My research focuses on the social, cultural, and urban history of France in the long nineteenth century. My doctorate explored the history of workers’ housing in the era before state social housing legislation. I argued that, with little direction from the central state, the issue of workers’ housing became a crucial nexus around which provincial elites sought to explore and create their own distinct identities. I am now preparing a book on the history of ‘unhealthy housing inspectors’ in nineteenth-century France.
I completed my BA in History at Durham University, before coming to Oxford for my MSt in Modern British and European History at Pembroke College and my AHRC-funded DPhil in History at St John’s College. I was the 2017 recipient of the Ralph Gibson Bursary from the Society for the Study of French History, and I have previously held a Visiting Doctoral Studentship at Sciences Po, Paris and a Visiting Lectureship at Royal Holloway, University of London.
- Urban development
I am currently preparing a book comparing the work of ‘commissions des logements insalubres’ (unhealthy housing commissions) in five French cities between c. 1850-85. A national law on housing of 1850 allowed the creation of these commissions. They were to be staffed by local ‘experts’, including a doctor and an architect, and were charged with identifying houses deemed ‘insalubrious’, making visits to them, and ordering any improvements to be made. In theory, these commissions were meant to operate uniformly across France; in practice, the lack of strict government oversight and the commissioners’ own confusion in interpreting their remit meant that they quickly became vehicles for local municipal elites to pursue their own moralistic, nationalist, or hygienist agendas. Moreover, the archival records of these commissions are full of letters from landlords and tenants, either challenging the commissioners’ conclusions or inviting them to revisit and force through improvements. As a result, these commissions became a battleground for issues around private property and public health.
Through comparing the work of these commissions in the five cities of Lyon, Marseille, Nantes, Roubaix, and Mulhouse, my book will explore the intersection between national legislation and local implementation, between subjective sensory depictions of disgust and supposedly objective architectural language, and between theories of housing reform and realities of workers’ lived experience in nineteenth-century France.

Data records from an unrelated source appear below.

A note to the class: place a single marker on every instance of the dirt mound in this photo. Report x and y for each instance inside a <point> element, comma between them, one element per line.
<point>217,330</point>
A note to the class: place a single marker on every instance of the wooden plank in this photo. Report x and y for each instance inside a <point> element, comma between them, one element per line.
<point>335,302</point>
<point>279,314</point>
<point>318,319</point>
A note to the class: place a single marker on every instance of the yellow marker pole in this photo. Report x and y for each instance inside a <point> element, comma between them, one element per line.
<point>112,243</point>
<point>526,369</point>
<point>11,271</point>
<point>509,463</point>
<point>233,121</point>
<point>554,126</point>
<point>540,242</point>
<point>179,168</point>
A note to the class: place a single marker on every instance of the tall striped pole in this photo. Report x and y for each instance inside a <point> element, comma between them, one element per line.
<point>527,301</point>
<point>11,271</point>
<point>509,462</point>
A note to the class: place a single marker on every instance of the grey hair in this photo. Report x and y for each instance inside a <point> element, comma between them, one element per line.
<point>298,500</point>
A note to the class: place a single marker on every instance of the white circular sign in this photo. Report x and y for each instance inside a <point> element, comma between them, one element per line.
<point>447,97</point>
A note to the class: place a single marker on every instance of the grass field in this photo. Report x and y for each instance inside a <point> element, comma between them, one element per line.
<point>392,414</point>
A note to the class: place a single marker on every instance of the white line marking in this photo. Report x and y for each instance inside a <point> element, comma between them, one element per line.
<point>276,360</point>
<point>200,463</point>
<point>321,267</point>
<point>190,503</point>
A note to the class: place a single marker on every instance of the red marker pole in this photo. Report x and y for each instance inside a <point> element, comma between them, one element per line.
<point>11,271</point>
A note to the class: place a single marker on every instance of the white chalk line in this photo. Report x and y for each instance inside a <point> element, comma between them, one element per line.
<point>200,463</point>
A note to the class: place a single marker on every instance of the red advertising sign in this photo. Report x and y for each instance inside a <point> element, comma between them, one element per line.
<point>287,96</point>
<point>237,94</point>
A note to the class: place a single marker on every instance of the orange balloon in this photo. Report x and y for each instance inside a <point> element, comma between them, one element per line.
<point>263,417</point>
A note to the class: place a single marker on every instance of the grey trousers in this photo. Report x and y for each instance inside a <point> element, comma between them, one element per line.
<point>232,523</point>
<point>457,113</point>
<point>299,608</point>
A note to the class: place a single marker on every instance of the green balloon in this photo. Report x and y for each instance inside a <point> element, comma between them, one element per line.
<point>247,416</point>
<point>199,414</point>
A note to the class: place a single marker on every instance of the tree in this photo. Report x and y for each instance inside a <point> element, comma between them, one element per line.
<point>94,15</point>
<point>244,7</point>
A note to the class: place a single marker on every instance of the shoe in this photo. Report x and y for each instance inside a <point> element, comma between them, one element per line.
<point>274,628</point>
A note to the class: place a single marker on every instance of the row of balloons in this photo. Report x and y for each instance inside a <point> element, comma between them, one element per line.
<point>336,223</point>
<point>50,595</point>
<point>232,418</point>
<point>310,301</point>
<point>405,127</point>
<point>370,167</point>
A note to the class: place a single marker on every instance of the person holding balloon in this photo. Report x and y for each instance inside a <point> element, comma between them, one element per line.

In addition to this work on housing, I am also exploring how different confessional groups in growing French cities worked together or against one another regarding urban development. This research ranges from a collaborative paternalist housing project surrounding a Catholic church in the wake of devastating flooding in 1856 Lyon to the debates between a Calvinist municipal elite and their Catholic workforce when it came to what denominational group a new church in the boomtown of Mulhouse should serve.